Energy-Efficient Driving for Adaptive Traffic Signal Control Environment via Explainable Reinforcement Learning

Abstract

Energy-efficient driving systems can effectively reduce energy consumption during vehicle operation. Most of the existing studies focus on the driving strategies in a fixed signal timing environment, whereas the standardized Signal Phase and Timing (SPaT) data can help the vehicle make the optimal decisions. However, with the development of artificial intelligence and communication techniques, the conventional fixed timing methods are gradually replaced by adaptive traffic signal control (ATSC) approaches. The previous studies utilized SPaT information that cannot be applied directly in the environment with ATSC. Thus, a framework is proposed to implement energy-efficient driving in the ATSC environment, while the ATSC is realized by the value-based reinforcement learning algorithm.
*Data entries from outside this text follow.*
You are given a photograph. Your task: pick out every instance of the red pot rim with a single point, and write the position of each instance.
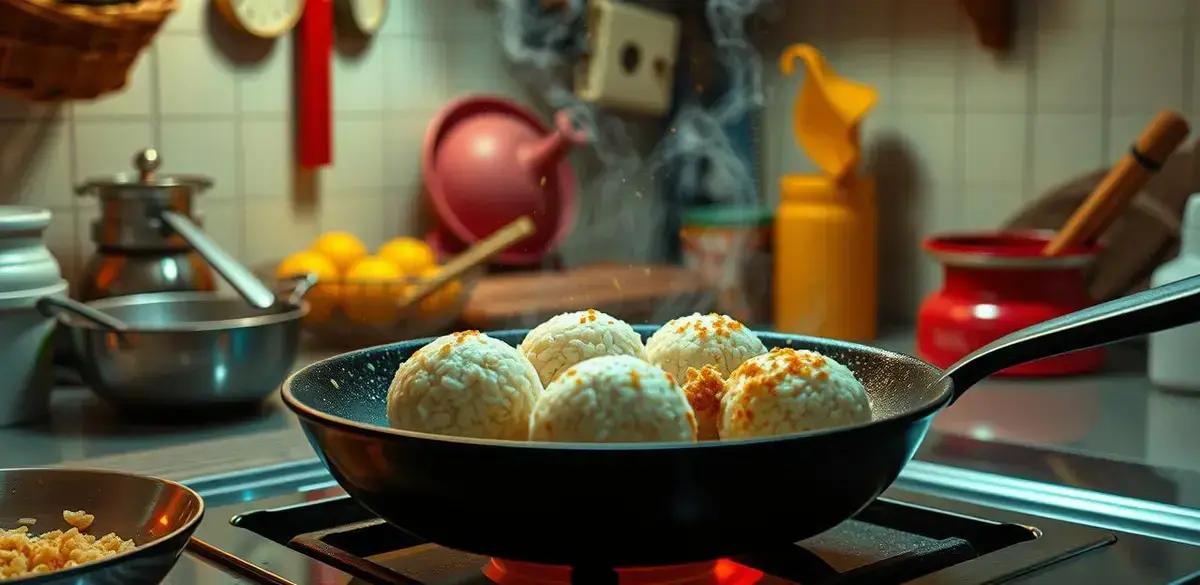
(1005, 249)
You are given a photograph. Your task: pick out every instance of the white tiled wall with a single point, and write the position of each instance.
(963, 138)
(219, 103)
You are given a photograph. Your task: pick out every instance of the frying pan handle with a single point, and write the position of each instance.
(1146, 312)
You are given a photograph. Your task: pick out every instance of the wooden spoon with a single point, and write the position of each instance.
(474, 255)
(1127, 176)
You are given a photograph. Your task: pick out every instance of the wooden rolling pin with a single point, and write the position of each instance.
(519, 229)
(1127, 176)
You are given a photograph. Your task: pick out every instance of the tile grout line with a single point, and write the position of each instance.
(1107, 82)
(155, 97)
(239, 157)
(961, 205)
(76, 209)
(1031, 108)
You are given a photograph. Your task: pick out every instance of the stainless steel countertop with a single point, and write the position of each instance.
(1114, 415)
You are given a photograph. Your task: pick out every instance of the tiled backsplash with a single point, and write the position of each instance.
(219, 102)
(960, 138)
(963, 138)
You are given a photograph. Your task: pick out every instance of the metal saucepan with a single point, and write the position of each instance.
(653, 504)
(157, 514)
(181, 349)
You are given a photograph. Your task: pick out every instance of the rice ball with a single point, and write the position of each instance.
(570, 338)
(697, 341)
(791, 391)
(612, 399)
(465, 384)
(705, 389)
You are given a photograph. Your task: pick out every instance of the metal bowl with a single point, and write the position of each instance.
(160, 516)
(186, 349)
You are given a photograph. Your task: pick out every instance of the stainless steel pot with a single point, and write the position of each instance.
(136, 251)
(186, 349)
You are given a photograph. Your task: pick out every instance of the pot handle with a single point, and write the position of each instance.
(1146, 312)
(300, 287)
(243, 281)
(52, 306)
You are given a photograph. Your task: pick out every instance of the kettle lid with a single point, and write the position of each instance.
(147, 163)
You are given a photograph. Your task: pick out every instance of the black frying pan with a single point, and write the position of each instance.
(604, 505)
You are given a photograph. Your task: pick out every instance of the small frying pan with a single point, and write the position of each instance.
(607, 505)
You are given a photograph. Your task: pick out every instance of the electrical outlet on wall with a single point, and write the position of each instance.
(630, 62)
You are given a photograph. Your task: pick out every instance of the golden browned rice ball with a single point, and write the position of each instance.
(23, 554)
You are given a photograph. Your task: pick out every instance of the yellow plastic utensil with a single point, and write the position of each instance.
(827, 110)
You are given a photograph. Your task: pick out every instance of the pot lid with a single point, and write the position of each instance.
(487, 161)
(147, 163)
(23, 218)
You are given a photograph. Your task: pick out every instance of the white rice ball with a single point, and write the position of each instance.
(612, 399)
(570, 338)
(697, 341)
(465, 384)
(791, 391)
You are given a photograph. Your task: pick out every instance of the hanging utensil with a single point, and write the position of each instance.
(1127, 176)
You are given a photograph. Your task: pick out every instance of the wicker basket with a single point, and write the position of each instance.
(53, 50)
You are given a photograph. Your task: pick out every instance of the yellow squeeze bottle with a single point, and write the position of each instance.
(826, 257)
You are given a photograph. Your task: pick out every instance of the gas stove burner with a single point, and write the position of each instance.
(887, 542)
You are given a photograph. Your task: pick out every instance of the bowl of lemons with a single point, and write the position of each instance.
(359, 296)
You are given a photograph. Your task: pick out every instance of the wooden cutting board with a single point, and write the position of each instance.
(633, 293)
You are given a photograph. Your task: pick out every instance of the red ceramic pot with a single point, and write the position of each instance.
(996, 283)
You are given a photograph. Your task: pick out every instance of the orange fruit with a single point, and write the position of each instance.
(323, 297)
(341, 247)
(411, 255)
(443, 299)
(371, 291)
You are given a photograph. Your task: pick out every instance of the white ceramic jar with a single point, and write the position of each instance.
(1174, 362)
(28, 272)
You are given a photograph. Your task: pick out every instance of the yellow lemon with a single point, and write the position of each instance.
(443, 299)
(341, 247)
(411, 255)
(372, 290)
(323, 297)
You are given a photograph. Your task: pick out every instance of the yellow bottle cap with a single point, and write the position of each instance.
(827, 110)
(808, 187)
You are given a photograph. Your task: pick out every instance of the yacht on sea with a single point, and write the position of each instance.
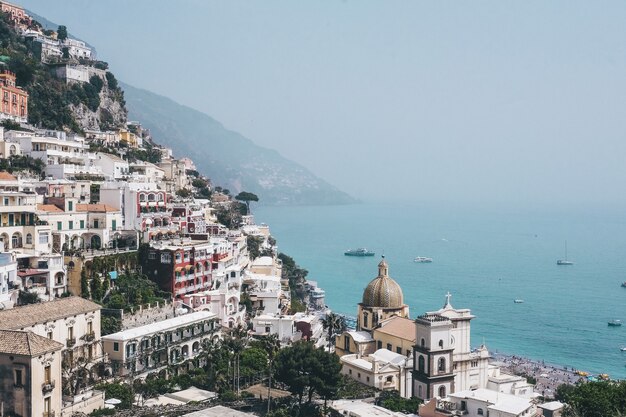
(564, 261)
(359, 252)
(422, 259)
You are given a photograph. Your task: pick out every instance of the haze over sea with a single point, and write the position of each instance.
(486, 257)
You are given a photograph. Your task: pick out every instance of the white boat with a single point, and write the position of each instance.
(564, 261)
(422, 259)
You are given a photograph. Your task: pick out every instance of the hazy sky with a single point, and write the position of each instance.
(519, 101)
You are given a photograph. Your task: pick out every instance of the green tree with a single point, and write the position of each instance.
(62, 33)
(247, 197)
(271, 344)
(84, 284)
(122, 392)
(96, 288)
(306, 370)
(110, 325)
(335, 324)
(27, 297)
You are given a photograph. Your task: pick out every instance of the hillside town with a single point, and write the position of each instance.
(123, 266)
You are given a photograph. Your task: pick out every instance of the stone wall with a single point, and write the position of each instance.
(147, 315)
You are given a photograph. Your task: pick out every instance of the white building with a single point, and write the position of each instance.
(480, 403)
(383, 370)
(358, 408)
(444, 361)
(8, 279)
(160, 344)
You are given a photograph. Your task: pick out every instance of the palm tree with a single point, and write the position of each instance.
(335, 324)
(271, 344)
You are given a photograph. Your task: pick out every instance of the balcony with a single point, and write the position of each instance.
(47, 387)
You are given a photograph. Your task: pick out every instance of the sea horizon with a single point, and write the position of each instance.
(487, 256)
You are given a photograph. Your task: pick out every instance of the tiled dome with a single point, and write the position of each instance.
(383, 291)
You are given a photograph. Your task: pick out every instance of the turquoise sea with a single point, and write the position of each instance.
(486, 257)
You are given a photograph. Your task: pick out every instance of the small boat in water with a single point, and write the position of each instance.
(564, 261)
(422, 260)
(359, 252)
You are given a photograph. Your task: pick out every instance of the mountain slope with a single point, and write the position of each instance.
(228, 158)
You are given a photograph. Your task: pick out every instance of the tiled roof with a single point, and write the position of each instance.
(29, 315)
(95, 208)
(26, 343)
(5, 176)
(399, 327)
(49, 207)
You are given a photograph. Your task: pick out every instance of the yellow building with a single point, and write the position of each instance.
(382, 299)
(382, 320)
(129, 138)
(30, 375)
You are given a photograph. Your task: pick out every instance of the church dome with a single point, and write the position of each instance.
(383, 291)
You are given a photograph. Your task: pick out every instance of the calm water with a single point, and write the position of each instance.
(486, 258)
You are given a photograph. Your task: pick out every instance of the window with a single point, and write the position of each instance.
(441, 365)
(19, 381)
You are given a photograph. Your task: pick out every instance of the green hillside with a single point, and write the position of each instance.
(228, 158)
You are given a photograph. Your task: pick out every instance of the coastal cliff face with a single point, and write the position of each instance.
(228, 158)
(111, 113)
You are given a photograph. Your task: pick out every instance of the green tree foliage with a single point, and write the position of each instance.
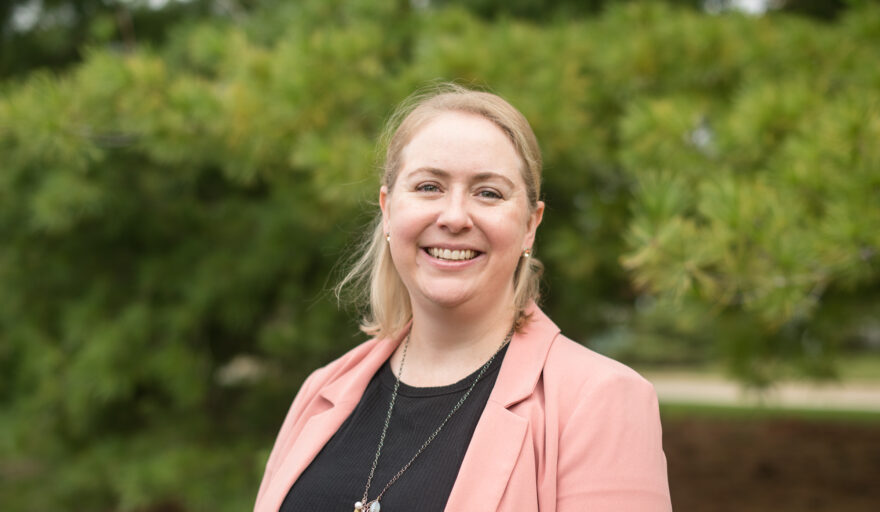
(170, 217)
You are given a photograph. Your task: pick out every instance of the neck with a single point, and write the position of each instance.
(446, 345)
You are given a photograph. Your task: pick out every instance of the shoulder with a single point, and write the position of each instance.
(572, 361)
(577, 376)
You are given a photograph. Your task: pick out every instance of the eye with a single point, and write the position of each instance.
(428, 187)
(488, 193)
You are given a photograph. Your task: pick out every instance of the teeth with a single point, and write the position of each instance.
(446, 254)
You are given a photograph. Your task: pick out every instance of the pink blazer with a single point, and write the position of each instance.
(565, 429)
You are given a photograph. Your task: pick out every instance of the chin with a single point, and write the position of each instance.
(449, 299)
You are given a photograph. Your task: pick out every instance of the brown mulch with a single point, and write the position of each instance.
(772, 465)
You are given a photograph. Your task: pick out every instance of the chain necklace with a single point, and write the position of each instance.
(373, 505)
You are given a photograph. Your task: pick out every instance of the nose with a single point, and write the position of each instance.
(455, 214)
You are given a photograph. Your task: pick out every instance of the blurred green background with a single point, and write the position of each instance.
(179, 181)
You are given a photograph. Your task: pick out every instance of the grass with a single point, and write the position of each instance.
(752, 413)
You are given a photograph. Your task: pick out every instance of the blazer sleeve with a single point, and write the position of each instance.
(610, 450)
(303, 397)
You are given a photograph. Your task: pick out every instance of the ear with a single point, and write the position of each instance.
(535, 218)
(383, 205)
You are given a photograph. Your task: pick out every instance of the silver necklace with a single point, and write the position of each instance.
(373, 505)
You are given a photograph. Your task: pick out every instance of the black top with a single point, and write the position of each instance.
(335, 480)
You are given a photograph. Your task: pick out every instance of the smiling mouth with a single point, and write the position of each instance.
(452, 255)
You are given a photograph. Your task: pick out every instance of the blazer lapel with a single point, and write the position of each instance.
(339, 398)
(490, 459)
(500, 433)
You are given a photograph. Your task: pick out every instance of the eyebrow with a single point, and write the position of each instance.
(481, 176)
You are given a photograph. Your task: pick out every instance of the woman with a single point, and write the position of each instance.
(467, 398)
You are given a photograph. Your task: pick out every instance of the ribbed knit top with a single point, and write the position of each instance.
(335, 480)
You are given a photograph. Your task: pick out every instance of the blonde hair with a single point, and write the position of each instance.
(376, 284)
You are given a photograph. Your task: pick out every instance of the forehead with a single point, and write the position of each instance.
(462, 142)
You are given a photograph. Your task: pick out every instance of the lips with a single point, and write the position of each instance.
(452, 254)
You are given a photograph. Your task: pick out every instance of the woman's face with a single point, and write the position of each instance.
(458, 214)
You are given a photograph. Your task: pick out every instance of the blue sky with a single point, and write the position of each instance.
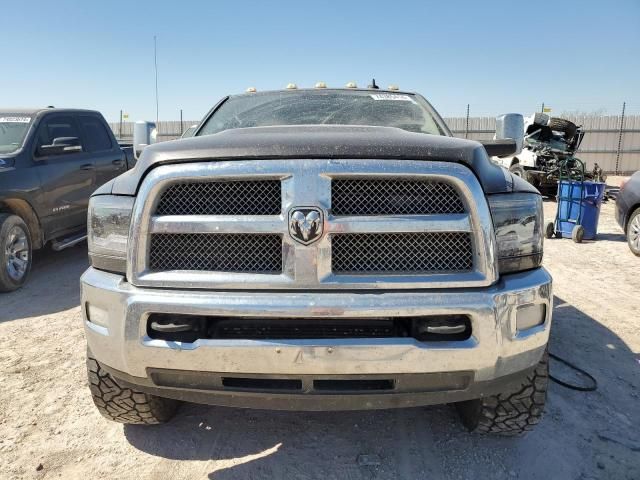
(497, 56)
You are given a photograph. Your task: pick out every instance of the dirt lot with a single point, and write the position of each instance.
(50, 429)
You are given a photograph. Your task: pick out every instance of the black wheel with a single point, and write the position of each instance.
(123, 404)
(510, 413)
(550, 229)
(561, 125)
(633, 232)
(15, 252)
(577, 234)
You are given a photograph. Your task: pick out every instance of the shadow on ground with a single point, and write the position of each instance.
(583, 435)
(53, 285)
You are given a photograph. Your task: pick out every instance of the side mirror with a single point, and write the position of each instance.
(61, 146)
(511, 125)
(144, 134)
(509, 137)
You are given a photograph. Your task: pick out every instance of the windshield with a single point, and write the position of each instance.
(329, 107)
(13, 129)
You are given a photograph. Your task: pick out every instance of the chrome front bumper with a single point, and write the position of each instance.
(117, 337)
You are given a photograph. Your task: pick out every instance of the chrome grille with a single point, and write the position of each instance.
(255, 197)
(216, 252)
(398, 253)
(394, 197)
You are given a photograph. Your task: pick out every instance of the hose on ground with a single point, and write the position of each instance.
(581, 388)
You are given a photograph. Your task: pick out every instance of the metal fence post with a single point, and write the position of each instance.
(466, 128)
(620, 134)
After giving the optimal control model, the framework draws upon the Markov Decision Process (MDP) to make an approximation to the optimal control problem. The state sharing mechanism allows the vehicle to obtain the state information of the traffic signal agents. The reward function in MDP considers energy consumption, traffic mobility, and driving comfort. With the support of traffic simulation software SUMO, the vehicle agent is trained by Proximal Policy Optimization (PPO) algorithm, which enables the vehicle to select actions from continuous action space. The simulation results show that the energy consumption of the controlled vehicle can be reduced by 31.73%~45.90% with a different extent of mobility sacrifice compared with the manual driving model. Besides, we developed a module based on SHapley Additive exPlanations (SHAP) to explain the decision process in each timestep of the vehicle. That can make the strategy more reliable and credible.